The national penchant for exposing as quickly as possible everything done by public officials, which is codified by the Freedom of Information Act, is, on balance, a good thing for democracy. But it is not the best thing for history. It has taught statesmen to be very careful about what they put on paper. "For all its advantages, the FOIA inhibits people from writing," says Robert Donovan, whose noted biographies of Truman depended heavily on letters and frank memos. "Officials shred it all now. A lot of serious history is vanishing."

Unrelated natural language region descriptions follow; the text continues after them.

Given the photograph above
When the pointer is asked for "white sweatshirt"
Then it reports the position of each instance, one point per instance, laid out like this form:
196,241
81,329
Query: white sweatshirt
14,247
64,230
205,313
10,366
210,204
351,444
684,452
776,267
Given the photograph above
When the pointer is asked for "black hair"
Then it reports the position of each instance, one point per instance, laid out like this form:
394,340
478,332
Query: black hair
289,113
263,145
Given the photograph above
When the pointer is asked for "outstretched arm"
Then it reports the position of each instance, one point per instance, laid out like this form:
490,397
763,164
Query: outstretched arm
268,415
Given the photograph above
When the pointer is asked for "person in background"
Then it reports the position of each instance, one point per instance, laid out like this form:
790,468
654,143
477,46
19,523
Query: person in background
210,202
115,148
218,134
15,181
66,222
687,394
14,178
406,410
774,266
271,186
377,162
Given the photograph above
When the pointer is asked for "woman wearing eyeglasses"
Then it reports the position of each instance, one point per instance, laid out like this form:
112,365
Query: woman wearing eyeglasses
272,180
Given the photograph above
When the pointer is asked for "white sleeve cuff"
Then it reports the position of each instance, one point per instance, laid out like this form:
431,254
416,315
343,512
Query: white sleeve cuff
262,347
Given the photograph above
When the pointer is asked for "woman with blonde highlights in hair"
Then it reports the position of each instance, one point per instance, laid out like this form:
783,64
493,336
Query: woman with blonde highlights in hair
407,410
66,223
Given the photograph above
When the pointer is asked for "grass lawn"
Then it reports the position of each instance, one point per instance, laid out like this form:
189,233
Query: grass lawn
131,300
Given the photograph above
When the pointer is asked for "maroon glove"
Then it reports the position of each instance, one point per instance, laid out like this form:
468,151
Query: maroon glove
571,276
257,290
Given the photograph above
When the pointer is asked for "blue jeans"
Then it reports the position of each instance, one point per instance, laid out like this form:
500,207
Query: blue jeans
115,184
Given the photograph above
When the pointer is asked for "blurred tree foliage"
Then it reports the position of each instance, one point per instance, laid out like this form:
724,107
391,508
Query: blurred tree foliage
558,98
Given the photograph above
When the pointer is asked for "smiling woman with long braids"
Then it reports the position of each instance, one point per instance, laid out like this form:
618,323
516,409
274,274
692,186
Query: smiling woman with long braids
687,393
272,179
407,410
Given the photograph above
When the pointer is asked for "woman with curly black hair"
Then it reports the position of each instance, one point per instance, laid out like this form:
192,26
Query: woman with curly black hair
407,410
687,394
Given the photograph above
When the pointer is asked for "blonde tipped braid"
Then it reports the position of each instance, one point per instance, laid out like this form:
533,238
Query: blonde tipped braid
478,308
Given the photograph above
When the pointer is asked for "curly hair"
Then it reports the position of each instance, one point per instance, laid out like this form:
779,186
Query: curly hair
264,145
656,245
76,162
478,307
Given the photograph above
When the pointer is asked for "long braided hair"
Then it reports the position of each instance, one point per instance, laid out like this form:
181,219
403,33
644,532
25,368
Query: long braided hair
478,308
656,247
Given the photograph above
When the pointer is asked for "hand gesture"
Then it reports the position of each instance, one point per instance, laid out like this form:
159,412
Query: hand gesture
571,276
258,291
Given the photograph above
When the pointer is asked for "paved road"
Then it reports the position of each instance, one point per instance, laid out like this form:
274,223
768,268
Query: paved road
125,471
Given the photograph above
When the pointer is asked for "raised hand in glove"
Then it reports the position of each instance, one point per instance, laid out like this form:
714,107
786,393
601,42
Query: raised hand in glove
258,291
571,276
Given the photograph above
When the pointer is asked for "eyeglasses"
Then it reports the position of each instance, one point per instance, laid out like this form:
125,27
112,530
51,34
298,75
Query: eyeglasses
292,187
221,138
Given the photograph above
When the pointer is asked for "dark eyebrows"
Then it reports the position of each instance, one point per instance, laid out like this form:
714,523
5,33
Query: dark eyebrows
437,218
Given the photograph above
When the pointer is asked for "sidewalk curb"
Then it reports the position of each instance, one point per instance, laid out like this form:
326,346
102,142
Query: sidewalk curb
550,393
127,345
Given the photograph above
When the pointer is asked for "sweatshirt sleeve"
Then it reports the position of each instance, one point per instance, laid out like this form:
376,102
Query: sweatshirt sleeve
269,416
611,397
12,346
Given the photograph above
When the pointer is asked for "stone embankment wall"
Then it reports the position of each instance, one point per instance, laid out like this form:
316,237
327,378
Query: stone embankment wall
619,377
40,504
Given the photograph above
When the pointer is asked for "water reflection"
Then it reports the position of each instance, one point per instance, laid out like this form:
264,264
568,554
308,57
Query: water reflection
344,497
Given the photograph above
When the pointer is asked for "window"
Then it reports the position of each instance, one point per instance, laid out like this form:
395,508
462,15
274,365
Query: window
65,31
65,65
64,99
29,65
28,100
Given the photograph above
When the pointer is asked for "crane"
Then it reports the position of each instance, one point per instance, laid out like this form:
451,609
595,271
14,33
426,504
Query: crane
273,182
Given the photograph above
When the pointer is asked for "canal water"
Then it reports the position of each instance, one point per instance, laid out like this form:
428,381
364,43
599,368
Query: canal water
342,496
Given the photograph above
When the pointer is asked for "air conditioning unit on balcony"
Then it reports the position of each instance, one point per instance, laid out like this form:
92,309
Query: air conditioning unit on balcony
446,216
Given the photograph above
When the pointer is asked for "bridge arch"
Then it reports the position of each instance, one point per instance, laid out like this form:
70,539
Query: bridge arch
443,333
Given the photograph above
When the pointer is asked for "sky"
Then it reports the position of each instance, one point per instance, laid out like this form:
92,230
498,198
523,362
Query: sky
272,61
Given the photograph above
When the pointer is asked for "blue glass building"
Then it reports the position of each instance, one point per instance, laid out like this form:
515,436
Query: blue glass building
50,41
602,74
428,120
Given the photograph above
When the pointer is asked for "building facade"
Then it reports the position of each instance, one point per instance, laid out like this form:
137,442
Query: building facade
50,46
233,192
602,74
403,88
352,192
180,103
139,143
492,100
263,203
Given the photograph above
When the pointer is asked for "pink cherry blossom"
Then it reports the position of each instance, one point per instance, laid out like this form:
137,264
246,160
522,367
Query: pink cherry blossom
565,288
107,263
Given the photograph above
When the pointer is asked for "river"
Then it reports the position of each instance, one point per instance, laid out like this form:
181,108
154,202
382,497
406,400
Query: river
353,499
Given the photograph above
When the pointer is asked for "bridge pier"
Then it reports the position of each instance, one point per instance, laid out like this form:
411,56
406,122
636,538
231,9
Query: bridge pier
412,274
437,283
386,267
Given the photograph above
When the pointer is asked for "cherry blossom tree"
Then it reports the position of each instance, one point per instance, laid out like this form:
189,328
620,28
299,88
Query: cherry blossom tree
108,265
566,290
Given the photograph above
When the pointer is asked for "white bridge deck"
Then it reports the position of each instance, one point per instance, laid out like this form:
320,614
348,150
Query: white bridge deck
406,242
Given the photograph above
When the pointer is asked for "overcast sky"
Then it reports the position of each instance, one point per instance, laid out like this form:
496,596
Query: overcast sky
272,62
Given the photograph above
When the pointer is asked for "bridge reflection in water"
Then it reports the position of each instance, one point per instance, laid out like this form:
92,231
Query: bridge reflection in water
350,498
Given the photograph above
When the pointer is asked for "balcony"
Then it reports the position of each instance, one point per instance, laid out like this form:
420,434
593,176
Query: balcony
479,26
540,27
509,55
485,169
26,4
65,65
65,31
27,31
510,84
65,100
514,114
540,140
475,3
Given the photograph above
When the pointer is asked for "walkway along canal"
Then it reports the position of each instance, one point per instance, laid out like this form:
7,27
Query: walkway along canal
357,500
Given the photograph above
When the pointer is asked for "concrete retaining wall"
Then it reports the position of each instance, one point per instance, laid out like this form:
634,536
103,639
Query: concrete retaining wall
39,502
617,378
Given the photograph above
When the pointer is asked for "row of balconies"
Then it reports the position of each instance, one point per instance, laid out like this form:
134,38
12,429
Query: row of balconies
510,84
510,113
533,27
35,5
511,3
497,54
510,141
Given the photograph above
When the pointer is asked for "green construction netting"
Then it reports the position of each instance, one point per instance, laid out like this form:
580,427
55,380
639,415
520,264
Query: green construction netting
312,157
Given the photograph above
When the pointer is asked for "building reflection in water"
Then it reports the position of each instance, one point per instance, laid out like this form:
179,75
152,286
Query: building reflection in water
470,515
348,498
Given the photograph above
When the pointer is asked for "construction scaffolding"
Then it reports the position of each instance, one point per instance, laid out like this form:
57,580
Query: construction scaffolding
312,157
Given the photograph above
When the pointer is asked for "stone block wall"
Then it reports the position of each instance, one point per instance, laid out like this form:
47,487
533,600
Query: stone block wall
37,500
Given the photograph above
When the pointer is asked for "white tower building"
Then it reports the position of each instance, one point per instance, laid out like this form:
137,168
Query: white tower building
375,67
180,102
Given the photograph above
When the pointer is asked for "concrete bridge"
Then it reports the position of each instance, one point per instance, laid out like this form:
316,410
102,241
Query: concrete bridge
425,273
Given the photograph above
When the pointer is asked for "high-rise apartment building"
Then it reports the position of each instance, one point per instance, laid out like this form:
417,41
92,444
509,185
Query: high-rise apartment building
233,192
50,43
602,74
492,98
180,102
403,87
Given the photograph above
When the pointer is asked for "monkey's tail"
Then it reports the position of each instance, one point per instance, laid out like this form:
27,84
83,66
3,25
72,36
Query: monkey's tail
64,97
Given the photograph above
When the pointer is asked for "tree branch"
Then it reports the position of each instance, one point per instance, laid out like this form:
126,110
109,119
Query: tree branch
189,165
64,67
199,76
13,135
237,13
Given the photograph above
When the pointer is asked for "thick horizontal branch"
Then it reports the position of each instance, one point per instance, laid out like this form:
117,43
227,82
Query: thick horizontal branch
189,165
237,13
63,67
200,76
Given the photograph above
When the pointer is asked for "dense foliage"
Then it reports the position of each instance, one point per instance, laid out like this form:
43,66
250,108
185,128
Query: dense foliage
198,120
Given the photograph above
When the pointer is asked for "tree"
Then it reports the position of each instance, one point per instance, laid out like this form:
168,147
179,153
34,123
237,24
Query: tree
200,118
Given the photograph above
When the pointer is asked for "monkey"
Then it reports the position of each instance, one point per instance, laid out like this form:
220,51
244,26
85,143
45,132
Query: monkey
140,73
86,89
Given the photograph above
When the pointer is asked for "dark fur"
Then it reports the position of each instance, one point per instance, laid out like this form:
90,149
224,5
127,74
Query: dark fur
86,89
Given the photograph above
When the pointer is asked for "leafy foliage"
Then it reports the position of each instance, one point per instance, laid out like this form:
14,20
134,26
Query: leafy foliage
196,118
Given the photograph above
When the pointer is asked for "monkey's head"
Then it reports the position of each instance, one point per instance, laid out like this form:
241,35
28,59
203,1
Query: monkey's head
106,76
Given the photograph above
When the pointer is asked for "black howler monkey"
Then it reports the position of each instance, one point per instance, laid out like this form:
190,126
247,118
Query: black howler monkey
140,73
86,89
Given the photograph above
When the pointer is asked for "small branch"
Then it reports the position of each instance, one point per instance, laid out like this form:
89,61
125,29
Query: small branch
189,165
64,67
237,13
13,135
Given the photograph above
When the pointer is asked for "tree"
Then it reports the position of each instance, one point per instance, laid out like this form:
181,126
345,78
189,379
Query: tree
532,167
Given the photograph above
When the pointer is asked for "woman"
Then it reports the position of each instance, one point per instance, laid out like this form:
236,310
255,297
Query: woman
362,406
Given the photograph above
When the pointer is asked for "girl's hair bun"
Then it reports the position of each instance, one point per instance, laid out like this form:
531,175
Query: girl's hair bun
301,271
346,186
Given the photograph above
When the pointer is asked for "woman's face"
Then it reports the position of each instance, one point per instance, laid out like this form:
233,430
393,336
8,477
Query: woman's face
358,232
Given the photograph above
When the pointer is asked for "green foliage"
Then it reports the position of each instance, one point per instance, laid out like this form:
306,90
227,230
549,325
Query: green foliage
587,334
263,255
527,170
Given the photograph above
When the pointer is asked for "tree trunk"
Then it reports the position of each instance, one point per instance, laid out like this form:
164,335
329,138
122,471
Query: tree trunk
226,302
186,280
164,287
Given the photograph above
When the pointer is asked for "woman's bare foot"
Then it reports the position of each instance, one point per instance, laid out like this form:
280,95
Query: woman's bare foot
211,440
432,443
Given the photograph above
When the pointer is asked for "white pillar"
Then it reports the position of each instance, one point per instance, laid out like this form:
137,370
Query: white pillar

Future historians will no doubt find different source material. Instead of rummaging through the Beinecke Library at Yale, they will spend their time in video archives watching old segments of Nightline and the MacNeil-Lehrer report. "So much is preserved in audio and visual these days," says Morris, "that it gives you much of a person's life and demeanor." Well, yes, the historians of the next century will be a lot more accurate in their portrayal of how people looked and spoke. But it is naive to believe that the way Caspar Weinberger answers a Ted Koppel question about America's stake in the Persian Gulf could provide the same candid insight that is available in Dean Acheson's letters to his daughter on the same subject during the Iranian crisis 41 years ago.
One solution would be to make it once again respectable -- perhaps even mandatory -- to tape important discussions and phone conversations for the historical record. The tapes would become the property of the National Archives and could be tightly sealed from all scrutiny for at least two decades, the way that sensitive diplomatic cables were generally treated before the Freedom of Information Act came along. But aside from the legal and practical questions involved, such an idea would face philosophic objections: it could be seen as both an unwarranted invasion of privacy and a dangerous attempt to preserve the privacy of important exchanges.
Then again, preserving such a record may not be worth the vast effort, expense or constraints involved. After all, only history is at stake. But if top officials knew in the back of their minds that future generations were listening in, it might have a salutary effect on the present. Had the judgment of history been hovering over their shoulders, the architects of the Iran- contra affair, for example, might have reflected a moment longer on the long- term implications of their actions. Indeed, the dulling of our historical sense could be one reason that the U.S. needs so many special prosecutors these days.